Zusätzliche Aufgaben im „Jahrzehnt der Transformation“
Diese neuen Aufgaben kämen zu den bestehenden hinzu. „Dieses Jahrzehnt wird das Jahrzehnt der Transformation“, so Onay hinsichtlich der Digitalisierung, des Umbaus der Innenstädte, des Kampfs gegen den Klimawandel, der Energie- oder der Verkehrswende. Die Umsetzung vieler Maßnahmen finde auf der kommunalen Ebene statt. Die Städte seien „Maschinenraum“ der Transformation, wo die Entscheidungen über Gelingen und Scheitern fielen.

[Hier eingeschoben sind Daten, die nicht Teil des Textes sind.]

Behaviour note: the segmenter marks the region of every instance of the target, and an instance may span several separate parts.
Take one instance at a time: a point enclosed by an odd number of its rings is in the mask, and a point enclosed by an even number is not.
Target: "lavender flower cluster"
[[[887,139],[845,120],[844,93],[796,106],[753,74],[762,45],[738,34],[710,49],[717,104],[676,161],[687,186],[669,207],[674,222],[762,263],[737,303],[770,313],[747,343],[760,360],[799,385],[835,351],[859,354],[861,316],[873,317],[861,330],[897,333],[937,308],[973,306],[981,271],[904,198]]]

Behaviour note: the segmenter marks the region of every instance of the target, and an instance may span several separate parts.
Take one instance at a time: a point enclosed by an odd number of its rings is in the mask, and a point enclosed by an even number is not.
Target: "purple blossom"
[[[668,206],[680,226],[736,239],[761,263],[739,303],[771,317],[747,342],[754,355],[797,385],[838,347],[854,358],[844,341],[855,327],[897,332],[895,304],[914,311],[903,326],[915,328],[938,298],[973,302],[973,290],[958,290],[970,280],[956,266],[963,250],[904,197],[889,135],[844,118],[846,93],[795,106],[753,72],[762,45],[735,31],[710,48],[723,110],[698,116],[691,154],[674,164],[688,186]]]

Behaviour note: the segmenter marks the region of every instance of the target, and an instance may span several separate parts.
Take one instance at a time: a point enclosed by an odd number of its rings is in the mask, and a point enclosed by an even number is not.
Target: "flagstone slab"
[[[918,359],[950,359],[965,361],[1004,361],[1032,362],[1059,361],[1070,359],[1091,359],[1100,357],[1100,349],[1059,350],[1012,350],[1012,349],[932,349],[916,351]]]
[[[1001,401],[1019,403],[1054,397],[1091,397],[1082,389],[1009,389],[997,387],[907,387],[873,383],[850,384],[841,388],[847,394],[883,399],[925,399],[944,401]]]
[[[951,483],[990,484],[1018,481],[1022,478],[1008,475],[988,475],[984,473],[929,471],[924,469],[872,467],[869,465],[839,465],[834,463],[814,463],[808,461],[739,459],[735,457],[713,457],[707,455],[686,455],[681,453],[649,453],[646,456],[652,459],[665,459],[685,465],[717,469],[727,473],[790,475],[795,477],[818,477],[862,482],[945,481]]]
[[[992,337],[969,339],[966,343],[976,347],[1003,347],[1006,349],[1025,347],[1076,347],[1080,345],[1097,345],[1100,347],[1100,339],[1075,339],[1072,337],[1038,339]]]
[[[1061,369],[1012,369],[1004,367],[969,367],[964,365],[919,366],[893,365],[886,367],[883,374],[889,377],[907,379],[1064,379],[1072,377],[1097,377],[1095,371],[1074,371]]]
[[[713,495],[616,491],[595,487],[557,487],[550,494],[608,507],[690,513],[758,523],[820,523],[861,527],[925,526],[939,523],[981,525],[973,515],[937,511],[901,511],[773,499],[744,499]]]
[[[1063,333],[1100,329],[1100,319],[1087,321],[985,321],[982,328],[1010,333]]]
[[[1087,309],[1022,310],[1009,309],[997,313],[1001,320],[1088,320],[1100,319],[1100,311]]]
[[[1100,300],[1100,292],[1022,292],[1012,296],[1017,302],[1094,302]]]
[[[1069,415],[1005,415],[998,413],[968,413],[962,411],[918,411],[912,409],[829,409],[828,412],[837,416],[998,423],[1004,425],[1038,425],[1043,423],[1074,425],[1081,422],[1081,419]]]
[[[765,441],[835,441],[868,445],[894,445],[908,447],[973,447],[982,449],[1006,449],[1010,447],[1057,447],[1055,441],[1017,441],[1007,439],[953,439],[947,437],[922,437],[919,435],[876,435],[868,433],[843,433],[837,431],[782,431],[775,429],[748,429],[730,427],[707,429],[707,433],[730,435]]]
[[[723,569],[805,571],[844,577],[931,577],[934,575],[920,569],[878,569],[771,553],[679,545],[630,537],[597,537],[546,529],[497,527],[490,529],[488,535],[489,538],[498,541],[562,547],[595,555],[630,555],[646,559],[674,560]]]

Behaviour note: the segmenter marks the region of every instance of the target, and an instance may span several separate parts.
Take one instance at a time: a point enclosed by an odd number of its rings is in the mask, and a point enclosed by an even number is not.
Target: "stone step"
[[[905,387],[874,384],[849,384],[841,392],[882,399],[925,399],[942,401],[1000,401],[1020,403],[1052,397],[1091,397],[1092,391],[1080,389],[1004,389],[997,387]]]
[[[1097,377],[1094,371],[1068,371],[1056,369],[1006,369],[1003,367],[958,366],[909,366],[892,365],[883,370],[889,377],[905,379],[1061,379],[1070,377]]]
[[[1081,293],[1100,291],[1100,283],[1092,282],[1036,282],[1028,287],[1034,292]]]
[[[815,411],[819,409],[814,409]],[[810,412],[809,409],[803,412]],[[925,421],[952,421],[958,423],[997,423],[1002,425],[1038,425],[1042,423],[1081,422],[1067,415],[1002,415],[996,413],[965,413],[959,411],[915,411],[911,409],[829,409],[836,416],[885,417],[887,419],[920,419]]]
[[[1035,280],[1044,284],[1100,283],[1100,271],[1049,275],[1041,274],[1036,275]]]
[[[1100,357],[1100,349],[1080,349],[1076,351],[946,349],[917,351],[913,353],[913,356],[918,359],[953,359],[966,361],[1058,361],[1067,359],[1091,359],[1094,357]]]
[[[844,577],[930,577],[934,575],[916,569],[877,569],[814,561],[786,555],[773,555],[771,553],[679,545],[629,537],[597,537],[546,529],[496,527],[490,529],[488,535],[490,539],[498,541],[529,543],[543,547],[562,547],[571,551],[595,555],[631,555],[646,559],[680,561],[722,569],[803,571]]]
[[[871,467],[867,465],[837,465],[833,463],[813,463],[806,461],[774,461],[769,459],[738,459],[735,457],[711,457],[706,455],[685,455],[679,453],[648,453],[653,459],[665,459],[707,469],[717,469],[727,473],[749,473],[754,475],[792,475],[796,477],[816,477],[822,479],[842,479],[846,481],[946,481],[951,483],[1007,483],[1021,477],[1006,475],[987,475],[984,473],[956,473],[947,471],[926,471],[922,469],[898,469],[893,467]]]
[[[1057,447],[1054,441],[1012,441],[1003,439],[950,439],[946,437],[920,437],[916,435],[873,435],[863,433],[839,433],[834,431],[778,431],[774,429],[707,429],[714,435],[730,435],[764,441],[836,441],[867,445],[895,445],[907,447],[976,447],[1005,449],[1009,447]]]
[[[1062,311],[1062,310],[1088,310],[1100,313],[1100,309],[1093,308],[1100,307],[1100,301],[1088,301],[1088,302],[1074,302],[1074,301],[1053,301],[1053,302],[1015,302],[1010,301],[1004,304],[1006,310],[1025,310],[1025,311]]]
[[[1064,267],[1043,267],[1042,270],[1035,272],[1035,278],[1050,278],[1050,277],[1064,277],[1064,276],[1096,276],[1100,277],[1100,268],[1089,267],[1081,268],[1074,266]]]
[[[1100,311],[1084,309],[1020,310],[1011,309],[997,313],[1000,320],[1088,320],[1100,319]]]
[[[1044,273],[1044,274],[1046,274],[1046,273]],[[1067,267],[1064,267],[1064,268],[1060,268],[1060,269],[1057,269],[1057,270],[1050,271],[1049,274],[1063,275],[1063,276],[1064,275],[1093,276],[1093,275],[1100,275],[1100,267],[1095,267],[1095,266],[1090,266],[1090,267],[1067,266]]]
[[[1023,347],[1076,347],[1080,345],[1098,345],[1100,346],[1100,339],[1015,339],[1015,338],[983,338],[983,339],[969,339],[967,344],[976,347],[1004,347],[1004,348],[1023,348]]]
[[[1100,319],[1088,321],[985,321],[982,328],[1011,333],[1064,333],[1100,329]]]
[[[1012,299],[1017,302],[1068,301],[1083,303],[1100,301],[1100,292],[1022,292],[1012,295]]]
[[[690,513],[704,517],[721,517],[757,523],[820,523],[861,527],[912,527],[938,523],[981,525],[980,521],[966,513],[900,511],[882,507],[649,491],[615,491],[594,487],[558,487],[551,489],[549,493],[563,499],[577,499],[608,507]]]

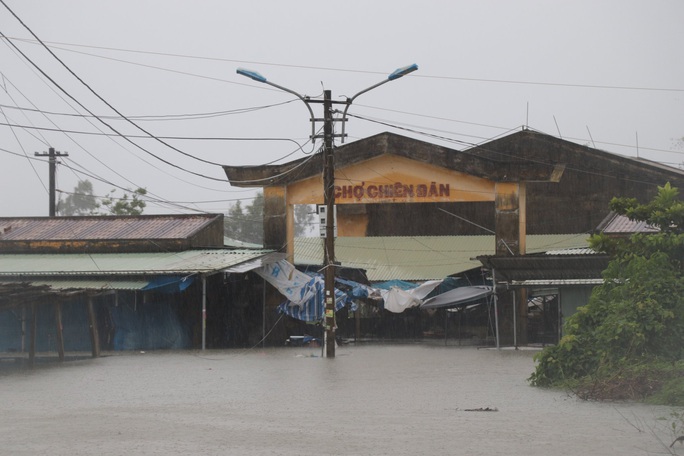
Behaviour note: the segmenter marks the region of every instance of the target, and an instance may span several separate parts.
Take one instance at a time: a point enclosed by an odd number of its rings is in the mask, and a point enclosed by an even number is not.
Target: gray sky
[[[147,213],[225,212],[250,198],[211,163],[289,161],[314,147],[304,104],[238,67],[302,95],[329,89],[342,99],[417,63],[417,72],[356,99],[349,113],[364,119],[350,119],[347,142],[391,131],[463,149],[528,125],[621,155],[684,162],[679,0],[3,1],[138,126],[203,139],[163,139],[173,150],[106,136],[112,130],[74,99],[120,133],[147,135],[117,119],[0,5],[0,31],[64,90],[2,40],[0,123],[22,127],[0,125],[0,216],[48,214],[48,166],[33,160],[48,147],[69,154],[58,189],[72,191],[78,179],[97,195],[146,187],[166,202],[148,202]],[[320,106],[314,112],[322,116]]]

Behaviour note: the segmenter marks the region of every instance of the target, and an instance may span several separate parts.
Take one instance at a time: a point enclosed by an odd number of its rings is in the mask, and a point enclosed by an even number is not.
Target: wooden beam
[[[38,329],[38,309],[31,303],[31,341],[29,342],[29,367],[33,367],[36,359],[36,332]]]
[[[88,296],[86,307],[88,309],[88,323],[90,326],[90,346],[92,348],[93,358],[97,358],[100,356],[100,334],[97,330],[97,318],[95,316],[92,296]]]
[[[59,360],[64,361],[64,331],[62,326],[62,301],[57,299],[55,302],[55,326],[57,328],[57,354]]]
[[[264,248],[287,250],[287,199],[285,187],[264,188]]]

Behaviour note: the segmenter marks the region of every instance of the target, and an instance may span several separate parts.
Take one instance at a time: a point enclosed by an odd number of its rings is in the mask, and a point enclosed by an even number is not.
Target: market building
[[[464,150],[382,133],[335,148],[334,161],[340,244],[345,238],[491,236],[488,253],[425,249],[424,261],[444,266],[433,268],[442,274],[434,279],[464,272],[466,260],[476,256],[525,256],[535,235],[574,237],[581,242],[563,247],[586,248],[613,197],[645,202],[666,182],[684,188],[682,170],[528,129]],[[322,156],[224,169],[233,186],[263,188],[264,246],[298,264],[298,246],[305,241],[294,238],[294,205],[324,203]],[[360,252],[356,264],[372,264],[371,256],[364,260]],[[410,262],[403,266],[411,268]],[[518,288],[500,296],[502,327],[511,328],[503,335],[507,343],[516,335],[525,343],[527,293]]]

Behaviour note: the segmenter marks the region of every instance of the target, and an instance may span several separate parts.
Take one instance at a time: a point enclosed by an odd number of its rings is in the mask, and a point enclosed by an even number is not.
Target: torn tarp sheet
[[[301,306],[316,294],[311,276],[298,271],[287,260],[266,264],[254,272],[276,287],[294,305]]]
[[[278,306],[278,312],[284,313],[301,321],[323,321],[325,316],[325,299],[323,298],[325,281],[320,276],[309,277],[306,285],[307,293],[311,297],[299,304],[285,301]],[[335,288],[335,312],[351,302],[351,296]]]
[[[410,290],[402,290],[392,287],[389,290],[380,290],[385,300],[385,309],[394,313],[401,313],[411,307],[417,307],[423,302],[423,298],[442,283],[441,280],[429,280]]]
[[[325,280],[320,274],[308,275],[297,270],[286,260],[264,265],[254,272],[280,291],[287,301],[278,306],[278,311],[302,321],[322,321],[325,315]],[[351,280],[336,279],[336,282],[348,289],[342,291],[335,288],[335,311],[347,304],[356,309],[354,299],[368,296],[368,287]]]

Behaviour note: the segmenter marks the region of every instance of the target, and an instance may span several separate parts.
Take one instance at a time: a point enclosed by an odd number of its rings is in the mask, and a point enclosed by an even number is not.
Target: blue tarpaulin
[[[158,291],[160,293],[177,293],[184,291],[194,281],[193,276],[158,276],[145,285],[143,291]]]
[[[350,280],[336,279],[337,282],[350,287],[348,292],[344,292],[335,288],[335,311],[342,309],[347,304],[352,306],[352,310],[356,309],[354,299],[367,297],[368,293],[364,290],[361,284],[352,282]],[[294,304],[290,301],[285,301],[278,306],[278,312],[284,313],[292,318],[307,322],[322,321],[325,315],[325,299],[323,297],[325,289],[325,281],[320,275],[316,275],[303,287],[302,295],[311,292],[312,297],[300,304]]]
[[[381,290],[389,290],[390,288],[398,288],[400,290],[411,290],[416,288],[418,283],[406,282],[405,280],[388,280],[386,282],[374,283],[373,288],[380,288]]]

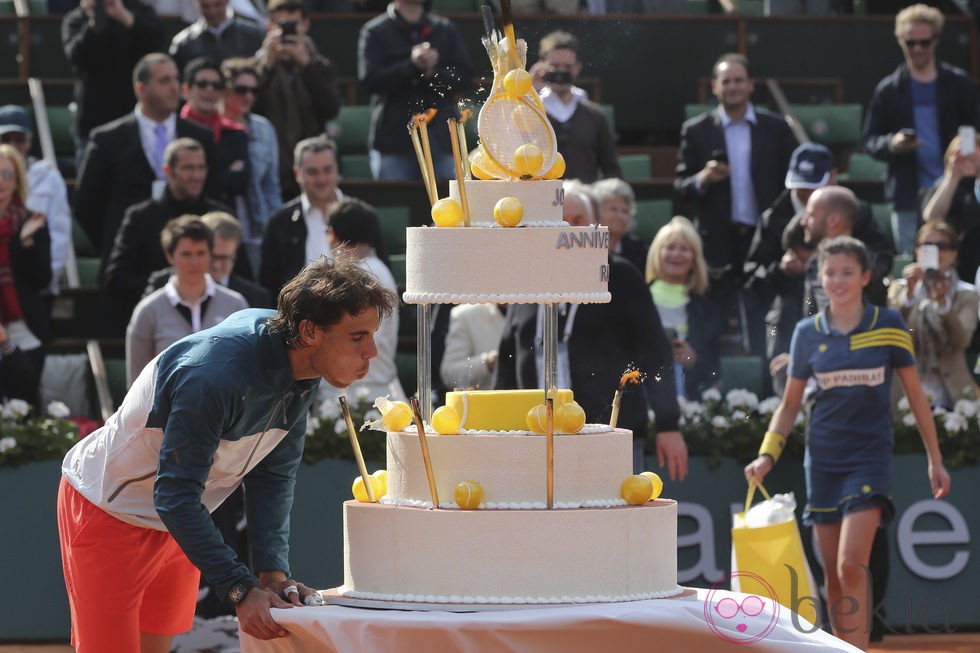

Daher müssten Bund und Land den Kommunen beistehen, fordert Klingebiel eine „faire Lastenverteilung zwischen den Ebenen“. Angesichts der mannigfaltigen Aufgaben müssten auch Standards hinterfragt werden. Exemplarisch weist Klingebiel im Zusammenhang mit den aus der Ukraine ankommenden Menschen auf Gruppengröße und Betreuungsschlüssel in Kitas und Schulen hin, die zu flexibilisieren seien. Es bedürfe an vielen Stellen schneller, pragmatischer und unkomplizierter Lösungen, um gesellschaftliche Teilhabe und Integration zu gewährleisten.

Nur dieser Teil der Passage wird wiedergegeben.